Eric Sammons writes that the best way to build and sustain strong generations of Catholic young people is by building and sustaining strong mothers and especially fathers:

The biggest influence on them is the parents. As a recent study by the Pew Research Center noted,

“Among those who were raised in a single religious background…the family’s religious commitment is closely linked with retaining one’s religion into adulthood. Those adults who say religion was very important to their family while growing up and whose parents frequently discussed religion are more likely than others to continue to identify with their parents’ religion as adults.”

For Catholics, if religion was “very important” in the family, then 73 percent of the time the kids remained Catholic after leaving the house. If it was “not too/not at all important,” only 38 percent remained Catholic. This shouldn’t be surprising to most people involved with youth outreach; they know it from experience. This is why many look for ways to involve parents in their youth activities. However, the model remains directed toward the kids, separate from their parents.

Research also points to the vital role specifically of the father’s faith. A 2000 report in Population Studies magazine concluded that “it is the religious practice of the father of the family that, above all, determines the future attendance at or absence from church of the children.” More specifically, it states:

In short, if a father does not go to church—no matter how faithful his wife’s devotions—only one child in 50 will become a regular worshipper. If a father does go regularly, regardless of the practice of the mother, between two-thirds and three-quarters of their children will become churchgoers (regular and irregular).

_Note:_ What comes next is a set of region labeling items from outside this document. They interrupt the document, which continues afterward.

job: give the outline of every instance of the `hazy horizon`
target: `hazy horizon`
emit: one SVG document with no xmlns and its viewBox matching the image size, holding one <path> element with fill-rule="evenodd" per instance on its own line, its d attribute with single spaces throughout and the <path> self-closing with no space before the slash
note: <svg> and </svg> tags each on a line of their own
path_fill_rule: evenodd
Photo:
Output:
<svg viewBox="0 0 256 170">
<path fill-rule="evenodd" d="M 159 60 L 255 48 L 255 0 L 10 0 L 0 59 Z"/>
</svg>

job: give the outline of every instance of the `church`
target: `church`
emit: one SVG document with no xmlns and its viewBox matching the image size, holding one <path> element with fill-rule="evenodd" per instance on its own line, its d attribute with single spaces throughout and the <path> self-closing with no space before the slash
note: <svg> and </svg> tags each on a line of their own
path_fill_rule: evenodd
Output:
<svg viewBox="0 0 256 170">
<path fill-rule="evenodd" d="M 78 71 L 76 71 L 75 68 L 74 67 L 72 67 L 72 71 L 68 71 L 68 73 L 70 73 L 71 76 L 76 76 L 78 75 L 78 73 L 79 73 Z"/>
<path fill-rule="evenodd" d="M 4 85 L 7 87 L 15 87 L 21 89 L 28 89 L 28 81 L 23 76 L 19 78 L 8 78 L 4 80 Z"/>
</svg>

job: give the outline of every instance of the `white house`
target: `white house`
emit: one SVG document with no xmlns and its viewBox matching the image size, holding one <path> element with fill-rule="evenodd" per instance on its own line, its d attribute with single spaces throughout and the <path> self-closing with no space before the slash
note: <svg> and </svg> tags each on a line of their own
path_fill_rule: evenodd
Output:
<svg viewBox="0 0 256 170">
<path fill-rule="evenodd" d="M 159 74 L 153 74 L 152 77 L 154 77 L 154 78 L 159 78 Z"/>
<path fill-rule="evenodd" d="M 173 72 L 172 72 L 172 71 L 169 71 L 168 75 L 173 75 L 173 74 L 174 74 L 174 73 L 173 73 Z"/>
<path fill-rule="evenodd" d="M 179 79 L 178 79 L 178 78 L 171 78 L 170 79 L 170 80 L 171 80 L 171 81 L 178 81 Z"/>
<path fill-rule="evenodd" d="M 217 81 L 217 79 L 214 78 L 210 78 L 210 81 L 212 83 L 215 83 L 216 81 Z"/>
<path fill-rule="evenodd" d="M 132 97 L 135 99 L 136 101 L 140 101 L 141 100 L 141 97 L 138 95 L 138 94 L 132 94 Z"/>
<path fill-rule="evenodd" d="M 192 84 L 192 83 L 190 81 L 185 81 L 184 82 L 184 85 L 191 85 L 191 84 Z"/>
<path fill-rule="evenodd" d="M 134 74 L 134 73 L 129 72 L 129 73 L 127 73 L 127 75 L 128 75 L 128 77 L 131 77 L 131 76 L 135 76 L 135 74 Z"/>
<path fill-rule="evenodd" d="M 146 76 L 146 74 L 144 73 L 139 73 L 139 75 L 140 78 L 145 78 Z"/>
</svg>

Only 2 percent of kids whose fathers don’t practice the faith will end up practicing that faith! It’s clear, then, that fathers more than anyone dramatically impact their children’s future religious practice, and if parishes want children to retain their faith in adulthood (which is the purpose of youth ministry), they should focus not on the children but on the fathers.

Even with data supporting this conclusion, it still seems counterintuitive that to reach kids we shouldn’t focus on them but on their fathers instead. Yet this is the biblical method of salvation.

In the Bible, whenever God works with a group of people, He does not direct His energies toward the entire group, but toward a mediator. Think of Abraham, Moses, or David: each of these men represented a much larger group of people. God first influenced and converted the one man, then He allowed that individual to influence the group he led and represented. This is also the fundamental way in which the Catholic Church operates: we have bishops and priests who receive specific graces and powers that are then used to help the laity draw closer to Christ.

The father is the “mediator”—the “priest”—of the family, the domestic church. Therefore it makes sense, both sociologically and theologically, to focus on fathers in order to save the children.

At Penn State, we had a daily public affairs talk show on the campus radio station. At one point we had a conversation with a life coach/family counselor who made this point: if you want a strong marriage and a strong family, a husband and wife should be primarily in relationship with one another—and not primarily with their kids.

“Kids generally take care of themselves,” was his message. “But if the man and the woman forget that their relationship is what holds the family together, then everything is likelier to fall apart,” was more or less his point.